I have a logfile with two different date formats for entries. Unfortunately, the dates written to the logfile are "underspecified", and the automatic date extraction is getting them wrong. The following examples are from log.20101010 (log.YYYYMMDD, UTC date), but the individual entries get scattered across several days when they're indexed:
The following ends up on October first:
-- 10/10 01:59:50 [blah, blah, blah]
This one ends up October second:
-- 10/10 02:57:07 [blah, blah, blah]
Another format ended up the correct place today, but just because the 2-digit year happened to match the month and day so it doesn't matter if they get swapped around:al
INFO 10/10/10 02:57:07
The extracted times are all OK.
I've looked at the documentation, and it looks like the precedence rules for extracting dates and times use transforms/extractions from the individual records first, then look for rules to derive the date from the filename.
How can I force the DATE on the indexed record to be derived from the filename? I suspect that datetime.xml may be involved somehow. As an added complication, the logfile is read by a local (not lightweight) agent, passed to a forwarder, and then spread across 4 index servers - so I need to get the right machines as well as the right file(s) to update.
If you are dealing with a heavy weight forwarder, then where you put the config files is very simple. All of the parsing and event processing is done on the forwarder, so that's where all the config changes need to be made; the indexers will simply use whatever date the forwarder selects.
You are correct that creating a custom datetime.xml does seem to be your only option here. If your app doesn't produce consistent timestamps, then the standard TIME_FORMAT config option is ruled out.
A little more info would probably be helpful. Possibly a list of timestamps and how they should be interpreted would be helpful. Specifically, do you ever have to deal with both "mm/dd" and "dd/mm" at the same time? Or is it more an issue where the year component is sometimes left off?

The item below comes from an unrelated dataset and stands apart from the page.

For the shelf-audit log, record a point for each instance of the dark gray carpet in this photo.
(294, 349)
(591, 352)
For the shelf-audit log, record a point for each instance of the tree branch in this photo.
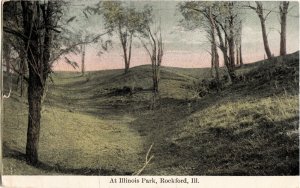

You should be able to copy datetime.xml to a custom app, then modify it to eliminate all but the specific timestamp options that your log file uses. If you don't know what all formats could be used, then that is a very unfortunate situation, and like you are thinking, the source-based approach may be where you have to turn to.
Of course another option is disable timestamp recognition compleetly and have splunk timestamp your events as they are loaded. This could work quite well if you have a minimal indexing delay. It's possible that your event's timestamps would only be off by a few seconds or so,which is much better than being off by a day or more. (Set DATE_CONFIG = CURRENT to try this out.)